Sommer sits on the outside of conventional pop, extracting little elements as she sees fit. Tracks such as "A Certain Glow" invoke casual indie pop, the riffy, reverby "Do You Still Love Me Now" is a cosy cousin of Pumarosa, while "Dark Princess, Dark Prince" is strident, almost belligerent. When she swoons “Don’t go and miss me / I can stay / I’m only a light wind away” over minimal piano, synth and xylophones on "Light Winds", the fusion of the saccharine and the gloomy is enthralling.

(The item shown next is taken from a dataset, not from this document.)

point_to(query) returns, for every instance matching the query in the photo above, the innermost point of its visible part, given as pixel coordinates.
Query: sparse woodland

The album really hits its stride when the darkness is turned up. The lilting guitars and funereal organs on the ambiguous "We Love You To Death" give the false impression of a love song; yet as Sommer darkly announces “I must leave you with a scar that never shows", it's delivered with clinical, experienced precision. The dark organs, crashing cymbals and backing vocal harmonies on "I Take An Interest" is reminiscent of the post-Smile, pre-'70s material by The Beach Boys, while the brooding announcement to “Leave me alone tonight / You don’t talk…and that’s JUST FINE / In the middle of a fight, I get to sing your lullaby” shows that on occasion, a moment of sweetness is an effective cloak for the razor-sharp.

If you sympathise with Lana Del Rey’s misery-gone-pop aesthetic, but find her happy/sad schtick disingenuous, you’ll find 13 Kinds Of Happiness’ gothic charm and lack of frippery to be simple and effective.